When you talk about your weaknesses, find areas that you can improve on, that may not be directly linked to the job that you are applying for. For example, you are applying for a job as a hospitality agent, then find a weakness related to accounting, as that may be a skill that you will not use in your current job. Find a way to turn all your weaknesses into a strength, as something that you turned around to your benefit. Remember to stay positive.
6. Tell me about a situation where you dealt with conflict, and how you resolved it?
Talk about a specific instance where you overcame an obstacle or confrontation. Perhaps you were able to solve a problem at work, or a challenging multi-tasking situation. Here the employer is looking to see how well you address and confront stress Make sure that your attitude is positive. If you can use a specific example from a previous encounter or engagement to answer this question then do so. Avoid using negative or derogatory comments. A good example may include instances where you worked on a team and helped to negotiate a settlement or resolution to a problem, or helped solve a problem that a client was having over the telephone.

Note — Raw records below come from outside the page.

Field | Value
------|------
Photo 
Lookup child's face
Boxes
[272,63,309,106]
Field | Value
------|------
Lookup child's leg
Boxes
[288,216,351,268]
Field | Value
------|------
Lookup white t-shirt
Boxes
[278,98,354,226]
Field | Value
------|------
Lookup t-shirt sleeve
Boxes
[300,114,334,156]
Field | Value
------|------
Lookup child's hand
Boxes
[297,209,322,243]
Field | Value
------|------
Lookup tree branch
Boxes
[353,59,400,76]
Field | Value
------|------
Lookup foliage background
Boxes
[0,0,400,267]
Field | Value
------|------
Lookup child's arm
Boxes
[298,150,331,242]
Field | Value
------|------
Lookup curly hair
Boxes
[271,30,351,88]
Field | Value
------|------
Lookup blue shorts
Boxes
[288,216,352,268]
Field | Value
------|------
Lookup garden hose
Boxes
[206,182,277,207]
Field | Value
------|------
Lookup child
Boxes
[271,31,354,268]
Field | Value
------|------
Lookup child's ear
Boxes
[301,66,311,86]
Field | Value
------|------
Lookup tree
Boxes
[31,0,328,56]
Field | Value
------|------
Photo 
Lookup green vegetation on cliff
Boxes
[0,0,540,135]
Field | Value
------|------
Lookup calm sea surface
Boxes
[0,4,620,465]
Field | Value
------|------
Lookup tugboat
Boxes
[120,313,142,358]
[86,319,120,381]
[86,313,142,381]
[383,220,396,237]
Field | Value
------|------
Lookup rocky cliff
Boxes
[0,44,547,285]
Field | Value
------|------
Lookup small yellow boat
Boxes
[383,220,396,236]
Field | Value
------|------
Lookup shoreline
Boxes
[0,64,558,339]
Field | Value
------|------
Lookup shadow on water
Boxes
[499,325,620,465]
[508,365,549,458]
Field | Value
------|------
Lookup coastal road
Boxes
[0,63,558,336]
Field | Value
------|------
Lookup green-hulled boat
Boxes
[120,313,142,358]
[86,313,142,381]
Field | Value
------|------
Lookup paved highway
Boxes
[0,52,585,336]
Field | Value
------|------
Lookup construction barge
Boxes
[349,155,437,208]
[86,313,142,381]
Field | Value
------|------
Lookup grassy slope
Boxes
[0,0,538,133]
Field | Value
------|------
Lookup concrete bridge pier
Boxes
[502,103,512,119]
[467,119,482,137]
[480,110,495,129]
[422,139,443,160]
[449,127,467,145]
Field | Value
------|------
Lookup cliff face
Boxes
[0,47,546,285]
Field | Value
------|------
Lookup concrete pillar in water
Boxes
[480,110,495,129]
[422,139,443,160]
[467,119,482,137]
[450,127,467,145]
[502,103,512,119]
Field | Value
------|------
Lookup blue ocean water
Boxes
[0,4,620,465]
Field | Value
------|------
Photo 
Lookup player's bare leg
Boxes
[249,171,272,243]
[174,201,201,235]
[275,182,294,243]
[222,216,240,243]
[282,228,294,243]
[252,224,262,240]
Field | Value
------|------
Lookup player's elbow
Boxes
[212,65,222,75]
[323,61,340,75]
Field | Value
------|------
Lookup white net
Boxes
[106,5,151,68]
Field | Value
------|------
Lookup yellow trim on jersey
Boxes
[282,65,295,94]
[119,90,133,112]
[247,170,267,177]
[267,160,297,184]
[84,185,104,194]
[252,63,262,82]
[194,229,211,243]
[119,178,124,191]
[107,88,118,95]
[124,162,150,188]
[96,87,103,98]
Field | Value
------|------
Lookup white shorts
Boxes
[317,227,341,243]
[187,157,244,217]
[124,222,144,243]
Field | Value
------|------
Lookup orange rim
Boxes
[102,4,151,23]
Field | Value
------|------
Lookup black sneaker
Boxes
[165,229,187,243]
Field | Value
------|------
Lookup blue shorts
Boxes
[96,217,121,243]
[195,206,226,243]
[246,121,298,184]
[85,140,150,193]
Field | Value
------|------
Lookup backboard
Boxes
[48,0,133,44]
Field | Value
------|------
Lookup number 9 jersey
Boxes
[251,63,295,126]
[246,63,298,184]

7. Tell me about the management style that you work best with.
The hiring manager or interviewer is trying to determine if you are a good fit. You might state that you like to be able to approach your manager, and establish good communication with your manager. A good work environment is one where you can make good connections with employees and managers. Avoid speaking in a confrontational manner. Here the employer may be looking for someone that is a team player. The interviewer may ask you if you ever had any difficulty working with a manager. This is a delicate question, and one that should be navigated very cautiously. It is a good idea to present yourself in a positive light.
With any interview, it is a good idea to research the company ahead of time, and to take your time with each question. Keep your answers concise, as the interviewer can ask you to elaborate on any answers they need more information about. If you spend too much time on any one question, the interviewer may see you as long-winded. Remember to smile, and be confident when going in for an interview. Don’t forget to prepare one to two questions of your own about the company. This will leave you with the best possible impression in the mind of the person interviewing you.